A few months ago, State Herbarium botanist Peter Lang and SA Seed Conservation Centre‘s Dan Duval, were part of a field trip to Arckaringa Station. One of the main aims of the trip was to survey populations of Olearia arckaringensis P.J.Lang, the State Herbarium of South Australia‘s Plant of the Month for February 2018.
The plant was first discovered in 2000 in gullies of breakaways in an isolated pocket of Arckaringa Station by DEWNR scientists Rob Brandle and Peter Lang. The daisy was recognised to be a new species and described in 2008 by Peter in the Journal of the Adelaide Botanic Gardens (895kb PDF). A further two populations were found in 2011 along the same breakaway system on the neighbouring property, Evelyn Downs. In 2016, O. arckaringensis was listed as Endangered under the federal EPBC Act (80kb PDF).

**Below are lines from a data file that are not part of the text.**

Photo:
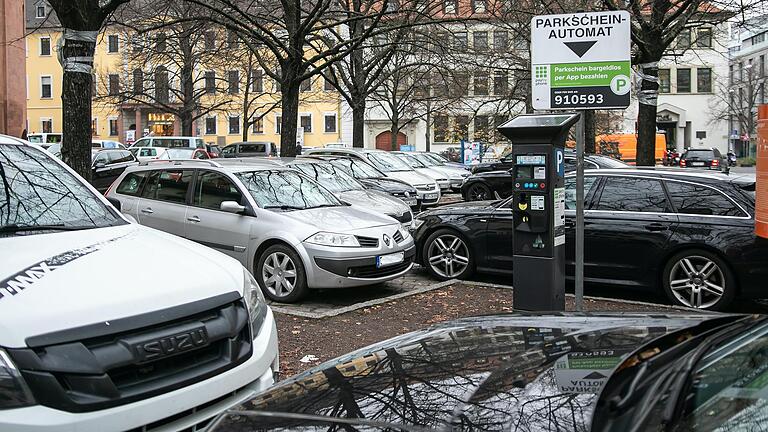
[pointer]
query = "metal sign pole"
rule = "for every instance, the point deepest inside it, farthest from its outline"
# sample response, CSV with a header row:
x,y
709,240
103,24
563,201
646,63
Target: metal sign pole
x,y
579,282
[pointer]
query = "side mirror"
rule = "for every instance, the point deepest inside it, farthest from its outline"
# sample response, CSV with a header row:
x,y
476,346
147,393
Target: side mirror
x,y
231,207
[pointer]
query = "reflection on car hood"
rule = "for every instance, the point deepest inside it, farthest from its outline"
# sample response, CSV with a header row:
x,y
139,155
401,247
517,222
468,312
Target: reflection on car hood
x,y
376,201
340,219
515,372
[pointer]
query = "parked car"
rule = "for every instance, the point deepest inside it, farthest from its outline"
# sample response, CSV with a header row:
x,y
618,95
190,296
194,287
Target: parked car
x,y
349,190
183,153
393,167
45,139
373,179
107,165
703,158
498,184
106,144
531,372
293,233
688,234
89,343
169,142
438,176
249,149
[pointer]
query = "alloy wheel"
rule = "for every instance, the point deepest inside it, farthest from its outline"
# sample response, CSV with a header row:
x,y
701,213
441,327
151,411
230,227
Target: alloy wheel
x,y
279,274
697,282
448,256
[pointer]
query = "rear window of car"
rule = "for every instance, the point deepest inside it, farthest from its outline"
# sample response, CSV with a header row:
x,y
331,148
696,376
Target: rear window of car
x,y
689,198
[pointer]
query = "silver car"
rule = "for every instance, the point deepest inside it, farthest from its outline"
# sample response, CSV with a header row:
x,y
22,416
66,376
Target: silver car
x,y
353,192
291,232
393,167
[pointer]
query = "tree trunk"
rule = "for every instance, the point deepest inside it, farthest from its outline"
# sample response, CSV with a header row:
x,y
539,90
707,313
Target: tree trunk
x,y
358,125
646,118
290,118
589,132
76,108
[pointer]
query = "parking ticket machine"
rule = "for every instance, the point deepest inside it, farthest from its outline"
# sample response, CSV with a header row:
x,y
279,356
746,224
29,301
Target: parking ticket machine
x,y
538,207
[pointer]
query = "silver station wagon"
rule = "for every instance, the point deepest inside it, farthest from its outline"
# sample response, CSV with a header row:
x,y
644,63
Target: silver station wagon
x,y
291,232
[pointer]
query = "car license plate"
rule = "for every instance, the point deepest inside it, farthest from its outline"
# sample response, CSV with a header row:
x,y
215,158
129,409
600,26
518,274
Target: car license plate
x,y
385,260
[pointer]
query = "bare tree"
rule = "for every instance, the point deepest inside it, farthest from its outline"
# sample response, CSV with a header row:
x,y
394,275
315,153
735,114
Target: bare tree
x,y
81,21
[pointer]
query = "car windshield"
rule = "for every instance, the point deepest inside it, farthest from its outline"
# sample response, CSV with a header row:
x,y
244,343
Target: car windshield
x,y
331,177
37,191
358,168
286,190
388,162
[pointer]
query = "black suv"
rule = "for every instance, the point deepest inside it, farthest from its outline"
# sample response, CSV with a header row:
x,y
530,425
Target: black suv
x,y
702,158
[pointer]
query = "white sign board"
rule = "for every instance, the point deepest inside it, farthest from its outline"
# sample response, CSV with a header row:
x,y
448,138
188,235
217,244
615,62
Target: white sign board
x,y
580,60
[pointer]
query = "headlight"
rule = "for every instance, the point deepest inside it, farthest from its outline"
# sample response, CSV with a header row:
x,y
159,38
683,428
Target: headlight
x,y
254,301
332,239
14,392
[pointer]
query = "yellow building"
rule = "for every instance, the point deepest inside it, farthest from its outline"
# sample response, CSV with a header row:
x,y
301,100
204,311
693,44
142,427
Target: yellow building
x,y
319,109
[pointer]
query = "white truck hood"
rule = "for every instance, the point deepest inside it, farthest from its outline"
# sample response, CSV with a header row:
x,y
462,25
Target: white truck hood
x,y
56,281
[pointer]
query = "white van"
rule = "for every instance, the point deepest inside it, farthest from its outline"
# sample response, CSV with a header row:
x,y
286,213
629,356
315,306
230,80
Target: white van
x,y
91,339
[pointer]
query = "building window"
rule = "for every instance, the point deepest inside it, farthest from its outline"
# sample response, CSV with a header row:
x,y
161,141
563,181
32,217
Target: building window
x,y
500,41
46,124
138,81
500,83
481,83
450,6
113,127
257,83
114,84
704,80
210,82
440,127
234,82
328,86
113,44
234,125
258,125
480,41
461,41
305,121
210,41
46,87
704,38
330,123
210,125
45,46
161,42
664,81
684,80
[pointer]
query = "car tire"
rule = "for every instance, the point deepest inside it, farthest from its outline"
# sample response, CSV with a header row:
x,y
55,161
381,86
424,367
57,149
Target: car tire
x,y
280,274
479,192
440,253
699,279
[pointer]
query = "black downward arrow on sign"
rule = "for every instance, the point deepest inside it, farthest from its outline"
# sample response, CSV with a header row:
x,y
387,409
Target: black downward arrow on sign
x,y
580,48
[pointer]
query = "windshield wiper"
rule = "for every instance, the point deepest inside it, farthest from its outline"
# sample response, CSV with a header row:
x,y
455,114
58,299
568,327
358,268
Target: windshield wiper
x,y
15,228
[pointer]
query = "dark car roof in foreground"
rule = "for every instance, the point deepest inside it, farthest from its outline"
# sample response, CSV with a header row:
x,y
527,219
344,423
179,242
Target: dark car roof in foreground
x,y
503,372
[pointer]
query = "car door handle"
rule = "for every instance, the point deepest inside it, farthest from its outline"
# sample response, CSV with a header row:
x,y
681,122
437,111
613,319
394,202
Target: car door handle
x,y
656,227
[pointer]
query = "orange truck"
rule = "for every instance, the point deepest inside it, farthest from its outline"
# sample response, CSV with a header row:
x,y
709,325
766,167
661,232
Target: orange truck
x,y
624,146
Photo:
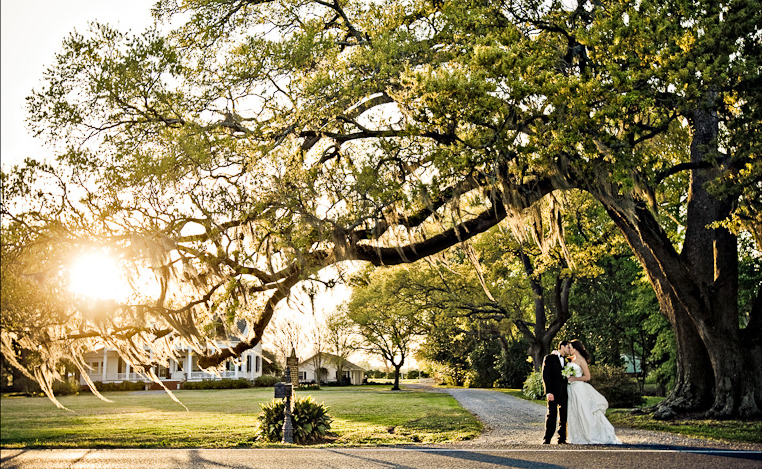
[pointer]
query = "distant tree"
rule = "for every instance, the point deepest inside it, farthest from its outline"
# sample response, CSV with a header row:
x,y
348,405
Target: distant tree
x,y
385,321
341,338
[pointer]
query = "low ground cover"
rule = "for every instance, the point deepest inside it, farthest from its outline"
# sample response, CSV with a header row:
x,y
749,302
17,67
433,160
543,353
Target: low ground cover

The recent survey discovered several new population of the species. The search took more than 100 hours and covered more than 100 km of breakaway country. The survey team counted and mapped well over 2000 Arckaringa daisy plants and confirmed that the species is rare with quite specific habitat requirements. It was mainly restricted to breakaway sites that had a softer more powdery underlying substrate and were situated in less exposed areas.
Voucher specimens of Olearia arckaringensis and other plants were collected for the State Herbarium and the Seed Conservation Centre. Such collections are vital to build plant knowledge and improve scientists’ ability to accurately describe and identify different species, whilst the stored seeds are a valuable insure against species extinction.
The plant is a small, compact perennial shrub, usually to around 30 cm tall, with grey-green leaves and light violet-lavender flowers (occasionally white) borne on long stalks. It rapidly develops a thick woody base from which it can regrow.